Armstrong Economics Blog/Ancient History Re-Posted Aug 9, 2021 by Martin Armstrong
Rome became the greatest empire that ever existed because of its organization, which included its communication system. Here we have a Roman sestertius of Emperor Nerva (96-98 AD) who issued this coin to declare that Rome would assume the costs of the imperial post, which had been shifted to the municipalities slowing communications. Clearly, the idea of the Pony Express we hear associated with the Wild West days of the United States was by no means a new invention. As much as things change, they remain very much the same. History repeats because the passions of humankind never change. But also the solution to the same problem always reappears.
Indeed, the roads were built by Rome to move conquering armies and to facilitate communications and supplies from one end of Rome’s vast empire to its most remote frontiers. Every long stretch of road had mutationes for changing horses and mansiones for lodging at night.
Julius Caesar and his army traveled so fast on those roads that it took them only eight days to go from Rome to the Rhone which ran from the Mediterranian through Gaul to Lake Geneva in Switzerland.
By using the relay and refreshment stations all along the highways, couriers could cover 500 miles on horseback in just 24 hours. Letters have been discovered showing they have traveled from Britain to Rome in about 7 days.

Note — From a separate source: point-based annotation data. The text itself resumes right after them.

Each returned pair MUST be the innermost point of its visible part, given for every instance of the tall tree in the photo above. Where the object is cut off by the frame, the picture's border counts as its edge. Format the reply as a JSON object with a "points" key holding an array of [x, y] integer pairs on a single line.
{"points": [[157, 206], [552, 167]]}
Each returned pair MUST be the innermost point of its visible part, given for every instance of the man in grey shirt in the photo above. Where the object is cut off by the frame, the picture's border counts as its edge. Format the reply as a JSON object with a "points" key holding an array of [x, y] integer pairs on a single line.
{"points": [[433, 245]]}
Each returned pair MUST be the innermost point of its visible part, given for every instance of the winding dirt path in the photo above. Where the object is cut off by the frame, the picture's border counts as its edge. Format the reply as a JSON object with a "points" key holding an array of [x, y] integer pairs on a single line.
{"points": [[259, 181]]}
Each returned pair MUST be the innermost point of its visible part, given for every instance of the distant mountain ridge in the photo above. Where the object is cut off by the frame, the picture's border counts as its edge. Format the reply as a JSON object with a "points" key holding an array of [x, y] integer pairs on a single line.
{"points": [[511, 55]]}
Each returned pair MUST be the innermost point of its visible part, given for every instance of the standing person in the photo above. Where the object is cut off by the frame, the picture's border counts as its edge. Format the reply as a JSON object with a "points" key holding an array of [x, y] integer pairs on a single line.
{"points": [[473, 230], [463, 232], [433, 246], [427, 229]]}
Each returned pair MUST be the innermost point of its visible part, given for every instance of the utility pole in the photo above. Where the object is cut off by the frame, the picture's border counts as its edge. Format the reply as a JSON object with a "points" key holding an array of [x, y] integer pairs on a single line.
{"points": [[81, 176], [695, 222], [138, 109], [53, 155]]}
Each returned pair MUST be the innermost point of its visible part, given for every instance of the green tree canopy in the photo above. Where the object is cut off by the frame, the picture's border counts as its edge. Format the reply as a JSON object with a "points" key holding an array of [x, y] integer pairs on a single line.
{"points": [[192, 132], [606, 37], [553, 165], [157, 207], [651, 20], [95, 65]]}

Communications were the key. The Pony Express was set up on the same design of relays. To those who assume history has nothing to offer, the entire insurance industry in Britain began in Llyod’s Coffee shop in London to become Llyods of London. Likewise, Starbucks has emerged with the same idea of people having business meetings while having coffee. Study history and you may come up with the next idea for a good business.